The collapse of supertasks

In recent years there has been a populous literature on supertasks and the strange consequences they have for classical and even quantum physics. A supertask is an infinite sequence of actions that can be performed in a finite interval of time. The term ‘supertask’ was introduced by Thomson in the 1950s in a famous paper (Thomson 1954). The topic experienced a kind of revival after Pérez Laraudogoitia proposed a new kind of “beautiful supertask” (Pérez Laraudogoitia 1996). This turned the discussion from the logical possibility to the physical implications of supertasks. Some supertasks might, perhaps, be logically possible. I am not concerned with this issue here. My aim is to show that, contrary to a widespread opinion, no supertask can be accommodated in the real universe. I shall show that this follows from some very elementary features of general relativity: any attempt to implement a supertask will produce a black hole. The formation of the black hole will stop the execution of the would-be supertask, and will kill or destroy the executant.

Some clarifications are in order first. Although my demonstration will be quite general, I shall present a few examples of supertasks for pedagogical reasons, and I shall divide supertasks in two classes. Then, I shall provide some ontological background required by the subsequent discussion. A technical detail goes to the Appendix.

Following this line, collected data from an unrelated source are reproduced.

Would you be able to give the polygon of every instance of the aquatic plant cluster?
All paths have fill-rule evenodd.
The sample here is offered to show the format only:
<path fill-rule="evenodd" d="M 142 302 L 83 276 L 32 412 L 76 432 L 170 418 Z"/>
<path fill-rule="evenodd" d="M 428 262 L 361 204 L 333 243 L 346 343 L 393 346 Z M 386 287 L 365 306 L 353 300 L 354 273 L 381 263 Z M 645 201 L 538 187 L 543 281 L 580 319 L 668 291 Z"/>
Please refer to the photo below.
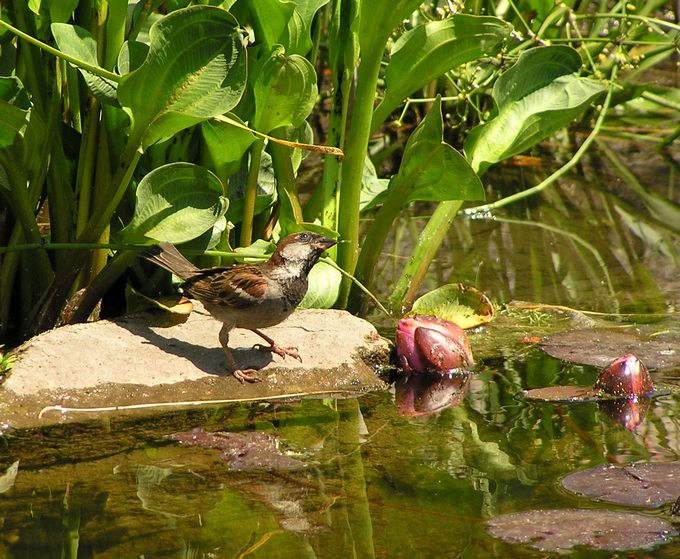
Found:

I shall divide supertasks in two groups: class I and class II supertasks. Every action in supertasks of the first class requires the same amount of energy. Supertasks of class II, on the contrary, demand a decreasing amount of energy in every step implemented. Let us review some examples.

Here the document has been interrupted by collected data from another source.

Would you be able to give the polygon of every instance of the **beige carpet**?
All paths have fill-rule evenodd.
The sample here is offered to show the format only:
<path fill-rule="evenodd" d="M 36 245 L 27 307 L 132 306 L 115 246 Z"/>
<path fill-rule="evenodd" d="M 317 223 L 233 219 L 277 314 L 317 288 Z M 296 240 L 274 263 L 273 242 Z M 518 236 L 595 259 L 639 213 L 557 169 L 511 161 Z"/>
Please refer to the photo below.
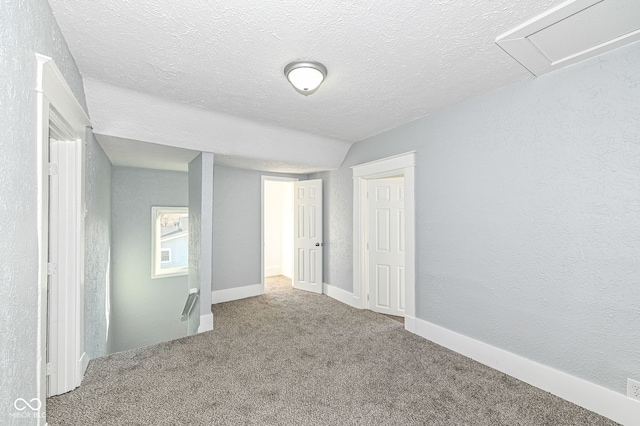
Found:
<path fill-rule="evenodd" d="M 91 361 L 49 424 L 614 424 L 283 278 L 213 312 L 214 331 Z"/>

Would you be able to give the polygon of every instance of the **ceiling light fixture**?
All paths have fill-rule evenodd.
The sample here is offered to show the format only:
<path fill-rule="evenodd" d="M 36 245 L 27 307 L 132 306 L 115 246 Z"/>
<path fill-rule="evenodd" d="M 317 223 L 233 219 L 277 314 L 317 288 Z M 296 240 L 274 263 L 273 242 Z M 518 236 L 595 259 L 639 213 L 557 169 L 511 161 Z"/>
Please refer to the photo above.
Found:
<path fill-rule="evenodd" d="M 284 67 L 284 75 L 296 92 L 309 96 L 327 77 L 327 67 L 320 62 L 296 61 Z"/>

Supertasks of class I are, for instance, Thomson’s famous lamp (Thompson 1954) and Pérez Laugdogoitia’s infinite particle collection (Pérez Laugdogoitia 1996, see also his 2011 review for additional examples and details). In the first supertask, a lamp is just in one of two states: on and off. At $t_{1}$ the lamp is off. Then, at $t_{2}=t_{1}+\Delta t$ the lamp is on. At $t_{3}=t_{2}+\frac{\Delta t}{2}$, it is off. At $t_{4}=t_{3}+\frac{\Delta t}{4}$, it is on. And so forth. After a finite time¹¹1Since $$\frac{1}{2}+\frac{1}{4}+\frac{1}{8}+\frac{1}{16}+\cdots=\sum_{n=0}^{\infty}\frac{1}{2}\left({\frac{1}{2}}\right)^{n}=\frac{\frac{1}{2}}{1-\frac{1}{2}}=1.$$ $2\Delta t$, an infinite number of actions have been performed. Thomson’s argued that the state of the lamp at the end of the supertask is indeterminate, implying a contradiction. After Benacerraf (1962) criticisms, it is generally accepted that there is no logical contradiction in the performance of this kind of supertasks. The main point is that a property shared by partial sums of a series does not have to be necessarily shared by the limit to which those partial sums tend. For instance, all partial sums involved in the supertask’s infinite series are smaller than 1, but the limit is not; it is 1.

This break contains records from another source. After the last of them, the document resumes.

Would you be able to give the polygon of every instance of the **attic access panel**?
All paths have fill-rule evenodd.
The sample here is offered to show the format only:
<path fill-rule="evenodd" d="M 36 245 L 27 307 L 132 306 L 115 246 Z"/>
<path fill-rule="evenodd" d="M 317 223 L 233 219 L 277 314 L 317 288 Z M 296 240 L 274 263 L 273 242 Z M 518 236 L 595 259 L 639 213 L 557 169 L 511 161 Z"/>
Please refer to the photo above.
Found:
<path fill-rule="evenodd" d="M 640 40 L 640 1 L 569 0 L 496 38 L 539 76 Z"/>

In Pérez Laugdogoitia’s “beautiful” supertask we are invited to consider an infinite collection of point masses all of which are stationary. The point masses are all of equal mass $m$ and are placed along a line $AB$ at positions $B$, $AB/2$, $AB/4$, $AB/8$, and so on. The first particle at $B$ is accelerated to a velocity $v$ towards A. According to the laws of Newtonian mechanics, when the first particle collides with the second, it will come to rest and the second particle will inherit its velocity $v$. This process will continue through an infinite number of collisions, and after a time $\Delta t=\overline{AB}/v$, all collisions will finish since all particles were moving at the same velocity $v$. The supertask has been completed. Nevertheless, no particle will emerge from A, since there is no last particle in the sequence. Pérez Laugdogoitia argues that since all particles are at rest after the supertask completion, the conservation of energy is violated. Moreover, we are told that because of the laws of Newtonian mechanics are time-reversal-invariant, an infinite system of stationary point masses placed along $AB$ will, at random, spontaneously start colliding with each other, resulting in a particle moving away from $B$ at an arbitrary speed. I shall argue in Section 4 that these effects are just a consequence of the incompleteness of Newtonian physics and are not possible in general relativity.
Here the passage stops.